Connecting sustainability to business

Katrin Muff is a Professor of Practice in Sustainability & Leadership at LUISS Business School in Rome. She is also the Director of the Institute for Business Sustainability in Luzern. Professor Muff is a respected thought leader in the field of organisational transformation towards business sustainability. She wrote a successful book on the subject called ‘Five Superpowers for Co-Creators’. During the MaastrichtMBA Sustainability & Business Ethics module in February, Katrin Muff came to Maastricht to teach our students about sustainability in business. We are very proud that this globally recognised thought leader was willing to inspire our students during this module.

How business can be a positive force

Professor Muff is no stranger to Maastricht University, since she has been a member of the International Advisory Board since 2015. During the Sustainability & Business Ethics module of the MaastrichtMBA programme, Muff teaches three courses in three days. “The overarching topic is how business can be a positive force for solving societal issues”, she explains. “The first course is about connecting the Sustainable Development Goals to business and translating these goals into business opportunities. The second course is about how businesses integrate these new opportunities into the core of their strategy. How do businesses not only improve their recycling and energy efficiency, but also see which new products and services they can provide to solve critical societal issues? How can they use their core competencies to solve burning societal or environmental issues while making a decent amount of money with it? And then, the third course is about how to collaborate with external stakeholders in co-creations beyond traditional business boundaries. Because this is such a deep transformation of business; it requires that businesses change their way of doing from inside-out to outside-in. Such innovation happens by working together with external stakeholders.”
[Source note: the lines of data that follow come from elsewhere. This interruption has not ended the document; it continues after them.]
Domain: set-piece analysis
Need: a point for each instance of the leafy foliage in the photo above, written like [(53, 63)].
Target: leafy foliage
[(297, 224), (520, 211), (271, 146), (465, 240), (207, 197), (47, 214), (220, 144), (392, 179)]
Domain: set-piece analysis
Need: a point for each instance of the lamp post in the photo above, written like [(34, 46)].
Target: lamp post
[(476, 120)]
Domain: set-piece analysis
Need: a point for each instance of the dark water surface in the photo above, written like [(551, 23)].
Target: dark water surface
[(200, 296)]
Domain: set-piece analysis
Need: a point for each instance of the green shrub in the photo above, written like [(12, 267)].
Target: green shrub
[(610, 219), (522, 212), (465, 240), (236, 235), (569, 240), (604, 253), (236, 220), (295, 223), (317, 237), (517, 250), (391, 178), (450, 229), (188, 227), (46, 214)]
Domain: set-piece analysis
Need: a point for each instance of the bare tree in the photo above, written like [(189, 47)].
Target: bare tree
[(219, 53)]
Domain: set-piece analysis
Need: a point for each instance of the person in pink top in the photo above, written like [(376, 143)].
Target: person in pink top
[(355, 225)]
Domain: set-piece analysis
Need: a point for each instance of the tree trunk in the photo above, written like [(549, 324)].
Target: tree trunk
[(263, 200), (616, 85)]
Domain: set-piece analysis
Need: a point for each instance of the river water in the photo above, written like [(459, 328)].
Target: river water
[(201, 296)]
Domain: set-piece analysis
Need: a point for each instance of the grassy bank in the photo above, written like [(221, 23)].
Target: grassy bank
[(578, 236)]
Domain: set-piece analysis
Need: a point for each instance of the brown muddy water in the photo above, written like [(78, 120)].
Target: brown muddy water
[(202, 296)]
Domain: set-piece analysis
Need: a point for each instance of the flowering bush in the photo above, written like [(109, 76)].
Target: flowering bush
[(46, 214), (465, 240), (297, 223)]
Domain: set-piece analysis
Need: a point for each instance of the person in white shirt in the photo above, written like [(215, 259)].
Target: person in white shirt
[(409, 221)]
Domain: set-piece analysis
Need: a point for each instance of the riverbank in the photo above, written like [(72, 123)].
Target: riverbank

Empowering the next generation of leaders

In the 90s, Katrin Muff completed an MBA at Business School Lausanne. Years later, in 2008, she was asked to become the Dean of the same business school. Muff: “I was doing something very different in business and I thought: Why become the Dean of a business school? A mentor pointed out to me that being a Dean is really about empowering the next generation of leaders to be equipped to address the challenges they face. And I remembered that there were a few shortcomings during my own MBA. We were very much trained to focus on profit maximisation and there was no concern at all for societal or other broader issues.
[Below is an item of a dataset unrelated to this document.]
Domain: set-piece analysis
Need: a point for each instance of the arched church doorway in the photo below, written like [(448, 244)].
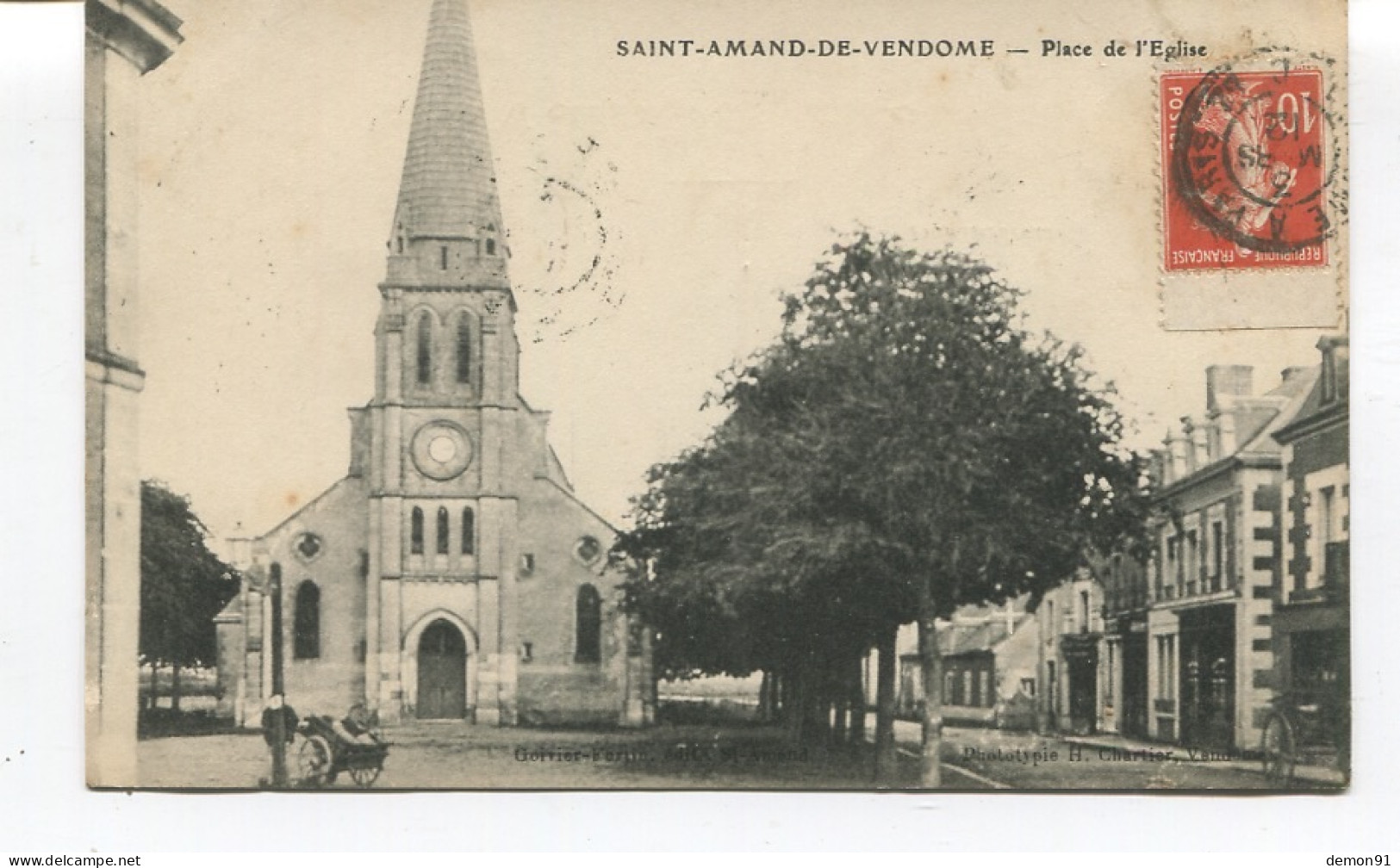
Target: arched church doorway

So I started as Dean in 2008, a year in which business schools were blamed for the economic crisis. And for some good reason, I figured. The more I thought about it, the bigger the opportunity for change became. I realised we needed to contextualise business education and clarify the role of business in society first. In my opinion, business schools should empower leaders to take a step back from the day-to-day operations that we typically focus on in business education, to have a more holistic and systemic perspective embracing societal and global challenges.” The Swiss thought leader eventually helped transform the organisation at Business School Lausanne from hierarchical to self-organising. This new structure gave her more time to do research, which ultimately led to her becoming a Professor of Practice in Sustainability & Leadership.
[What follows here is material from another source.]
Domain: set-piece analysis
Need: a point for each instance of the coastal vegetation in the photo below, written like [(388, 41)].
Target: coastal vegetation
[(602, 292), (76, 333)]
Mandatory module on sustainability

Muff is enthusiastic about MaastrichtMBA devoting a module to the theme of sustainability, but is also critical. “I think the sustainability week is fantastic! Yet, I also think that elective courses are not enough. As long as topics such as sustainability are not mandatory, we will not really redefine the role of business, as some students are still earning their MBA degree without having had the exposure to a broader perspective. I think it is important that all future leaders are required to be exposed to this.”

Infinite amount of potential new business

For Muff, it is clear that businesses must contribute to a more sustainable world. She makes a distinction between two perspectives business leaders can have in accomplishing this. First, there is the classic perspective that it is the role of businesses to survive in its own and therefore be as competitive as possible to make as much money as possible to be innovative and find new market niches. Muff: “Business leaders looking at the societal issues from that perspective will think: ‘Is there anything in there for me? Can I be more competitive and innovative by becoming more sustainable, thereby ensuring my own economic sustainability?’ Which basically is a good reasoning, because there is an infinite amount of potential new business out there. Alternatively, there are also some more enlightened leaders that have changed their perspective and think that businesses have a role to serve society and the planet. They feel a more inner moral obligation to contribute to society and economy and they look for ways of understanding how they can transform their business to really contribute to solving societal issues while also remaining economically viable. Whatever your perspective, as a business leader you will have to look critically at your business model and perhaps totally reinvent yourself into a sustainable business, in order to have a future.”

Walk the talk

Professor Muff’s career is extremely versatile: she is a professor, director of a business school, director of an institute, consultant, writer and lecturer. We want to know if there is one thing she is particularly proud of. “What I’m most proud of is that I can walk my talk”, she says. “So I’m not just researching how businesses can be motivated to be a positive force for the world, for example. I actually do something about it myself. Teaching here is one way, but for me getting my hands dirty is really about working with a business and help it develop and implement a new strategy that will solve certain economic, environmental or social issues. Also, I am currently facilitating several multi-stakeholder conversations on major issues in Switzerland. That is really inspiring too.”